When Shepherd asked how she violated the policy, she was told that she harmed transgender students by encouraging discussion and remaining neutral on the issue. In their view, Shepherd should have prefaced the video by stating that Peterson’s ideas are wrong and unethical. During the tense exchange, which Shepherd recorded, one administrator told her:
[This] has created a toxic environment for some of the students… These are very young students. Something of that nature [debating transgender pronouns] is not appropriate for that age of student; they’re very young adults; they don’t have the critical tool-kit to be able to take it apart. This is one of the things we are teaching them. This is why this is something that has to be done with a bit more care.
Dave Rubin spoke about the documentary on his show The Rubin Report: “It was like watching all of the things I’ve been talking about [on the Rubin Report] for the last couple years— all pieced together,” he said.
During an interview with Prager in the documentary, Rubin warns that the censorious tendencies of activists don’t just target conservatives. He pointed out that even though Brett Weinstein and Lindsay Shepherd are left-leaning, they are nevertheless “purged” when “they say one thing that upsets the left.” He continues:
If there’s someone watching this right now who is a hard-core progressive… guess what? If you have any spark of individualism in you; if you have anything about you that is interesting or different, they will come to destroy that, too.
To provide comic relief and tie together all the interviews and commentary, the film also features cartoon and parody clips. Unfortunately, the film was given a PG-13 rating partly due to a 30-second cartoon segment featuring an animated embodient of the First Amendment named “Firsty.” During the segment, Firsty sings a little ditty about the rights he protects. At the end of the song, however, Firsty suffers a violent death from a drive-by shooting. The clip, of course, illustrated how people’s First Amendment rights are frequently violated.
“We’re making this movie, but the truth is it’s impossible to parody what actually takes place,” Prager said on Tucker Carlson’s news show. He pointed to how Harvard University stopped charging students a library late fee—which is 50 cents a day—because they “have witnessed firsthand the stress that overdue fines can cause for students.”
But Prager could have just as easily pointed to the infamous “cry closet” at the University of Utah. The closet was an art exhibit in which stressed-out students could have a ten-minute cry with stuffed animals. Since then, some have suggested that cry closets be installed in colleges across the country.

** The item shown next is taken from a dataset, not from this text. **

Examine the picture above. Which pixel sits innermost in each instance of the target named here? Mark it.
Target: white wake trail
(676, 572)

As No Safe Spaces demonstrates, mob violence, political correctness, and suppression of speech often go hand-in-hand with a campus culture that infantilizes college students. In the end, No Safe Spaces captures the essence of the argument made by Greg Lukianoff and Jonathan Haidt, authors of The Coddling of the American Mind:
Attempts to shield students from words, ideas, and people that might cause them emotional discomfort are bad for the students…bad for the workplace…bad for American democracy…Rather than trying to protect students from words and ideas that they will inevitably encounter, colleges should do all they can to equip students to thrive in a world full of words and ideas that they cannot control.
Indeed, as Corolla said before Congress, placing someone in a zero-gravity environment—free of contradictions and struggles—only sets them up for failure. If our higher education leaders truly want to prepare a generation of responsible leaders, it’s time to put away the crayons.